Implementing an Enterprise Data Warehouse (EDW) and corresponding data governance ensures the right people have quick and easy access to the right data. It also provides critical data literacy support. The EDW protects source systems while providing fast access to the appropriate people—granting stakeholders access to only the data they need—nothing more, nothing less. For example, at Crystal Run Healthcare, the data warehouse provided clinicians with self-service analytics. Rather than relying on the BI team for a report, clinicians access robust data visualizations on their own, enabling them to drill down into and filter data based on their specific information needs.
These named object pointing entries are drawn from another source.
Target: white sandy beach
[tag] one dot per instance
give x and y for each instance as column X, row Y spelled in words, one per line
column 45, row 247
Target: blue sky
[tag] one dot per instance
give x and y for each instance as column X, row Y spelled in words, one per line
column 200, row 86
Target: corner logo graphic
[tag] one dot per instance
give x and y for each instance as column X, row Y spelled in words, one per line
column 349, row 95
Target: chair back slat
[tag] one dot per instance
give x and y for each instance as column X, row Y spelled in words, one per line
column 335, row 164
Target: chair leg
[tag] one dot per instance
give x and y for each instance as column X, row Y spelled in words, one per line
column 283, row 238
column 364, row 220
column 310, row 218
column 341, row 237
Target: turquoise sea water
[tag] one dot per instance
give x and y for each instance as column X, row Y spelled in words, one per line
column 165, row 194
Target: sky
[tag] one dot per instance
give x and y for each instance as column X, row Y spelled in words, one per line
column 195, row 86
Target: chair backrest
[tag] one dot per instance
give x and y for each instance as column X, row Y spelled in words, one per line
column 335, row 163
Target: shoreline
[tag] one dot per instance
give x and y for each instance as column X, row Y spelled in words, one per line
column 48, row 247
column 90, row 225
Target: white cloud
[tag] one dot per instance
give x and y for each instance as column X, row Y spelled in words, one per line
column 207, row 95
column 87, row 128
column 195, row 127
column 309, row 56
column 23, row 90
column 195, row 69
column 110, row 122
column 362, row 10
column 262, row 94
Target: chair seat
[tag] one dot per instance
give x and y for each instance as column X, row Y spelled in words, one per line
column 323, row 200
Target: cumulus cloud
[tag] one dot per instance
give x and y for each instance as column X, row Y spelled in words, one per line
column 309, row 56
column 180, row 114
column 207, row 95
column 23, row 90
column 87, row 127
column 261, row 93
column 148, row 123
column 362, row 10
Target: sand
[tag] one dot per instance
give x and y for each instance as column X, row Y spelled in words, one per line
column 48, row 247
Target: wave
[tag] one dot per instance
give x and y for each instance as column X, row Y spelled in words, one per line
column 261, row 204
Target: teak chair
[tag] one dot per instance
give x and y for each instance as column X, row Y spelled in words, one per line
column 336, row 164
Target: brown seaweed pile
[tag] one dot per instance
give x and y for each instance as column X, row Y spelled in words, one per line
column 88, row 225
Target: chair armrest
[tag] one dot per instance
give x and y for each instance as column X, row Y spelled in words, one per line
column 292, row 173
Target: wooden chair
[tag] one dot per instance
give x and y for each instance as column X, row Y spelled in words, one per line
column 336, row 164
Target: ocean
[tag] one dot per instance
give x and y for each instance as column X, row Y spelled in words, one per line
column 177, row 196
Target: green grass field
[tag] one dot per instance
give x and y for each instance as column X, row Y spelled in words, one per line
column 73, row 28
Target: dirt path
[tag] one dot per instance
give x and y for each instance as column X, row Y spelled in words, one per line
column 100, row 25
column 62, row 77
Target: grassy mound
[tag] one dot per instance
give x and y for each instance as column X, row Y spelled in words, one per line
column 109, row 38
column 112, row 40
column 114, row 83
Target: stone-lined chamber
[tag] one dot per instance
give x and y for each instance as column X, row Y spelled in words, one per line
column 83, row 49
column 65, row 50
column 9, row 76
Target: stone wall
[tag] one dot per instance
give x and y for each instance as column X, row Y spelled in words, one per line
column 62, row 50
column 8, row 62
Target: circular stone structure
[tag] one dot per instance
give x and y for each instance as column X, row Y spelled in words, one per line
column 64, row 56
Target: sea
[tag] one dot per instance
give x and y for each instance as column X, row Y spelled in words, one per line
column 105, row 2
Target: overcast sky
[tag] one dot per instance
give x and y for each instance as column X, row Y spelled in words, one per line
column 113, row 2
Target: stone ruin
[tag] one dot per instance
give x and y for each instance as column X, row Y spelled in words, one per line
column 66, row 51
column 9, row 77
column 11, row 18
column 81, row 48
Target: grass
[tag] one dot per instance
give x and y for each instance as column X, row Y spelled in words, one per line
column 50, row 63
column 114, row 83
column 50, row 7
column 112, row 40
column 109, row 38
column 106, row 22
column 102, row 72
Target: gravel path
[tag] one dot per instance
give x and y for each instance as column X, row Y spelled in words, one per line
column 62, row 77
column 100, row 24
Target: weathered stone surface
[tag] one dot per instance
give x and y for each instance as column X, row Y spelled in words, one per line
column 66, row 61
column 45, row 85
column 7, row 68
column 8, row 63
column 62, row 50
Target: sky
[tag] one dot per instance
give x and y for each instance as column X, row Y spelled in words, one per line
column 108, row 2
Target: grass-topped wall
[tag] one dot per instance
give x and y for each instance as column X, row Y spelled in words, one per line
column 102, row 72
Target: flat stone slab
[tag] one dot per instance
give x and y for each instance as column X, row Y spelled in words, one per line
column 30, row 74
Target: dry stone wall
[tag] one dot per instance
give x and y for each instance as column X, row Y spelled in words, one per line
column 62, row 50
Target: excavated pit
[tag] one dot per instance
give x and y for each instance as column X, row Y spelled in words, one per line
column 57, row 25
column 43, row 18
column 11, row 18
Unlike other data warehouse approaches that waste time and resources developing massive data models and mapping them to every source at the onset, the Health Catalyst EDW™ maximizes the speed of data access with its Late-Binding approach. Rather than having to develop the entire data model up front before knowing all the use cases for the data, Health Catalyst’s Late-Binding™ approach enables health systems to bind data late in the process—just in time to solve an actual clinical or business problem. This approach helps systems overcome the challenge of the healthcare data variability that results from a plethora of diverse IT solutions.
Several health systems experienced faster data access as a result of implementing Health Catalyst’s EDW:
- Crystal Run Healthcare experienced a 99 percent improvement in time to access, empowering it to answer clinical and operational questions up to 98 percent faster.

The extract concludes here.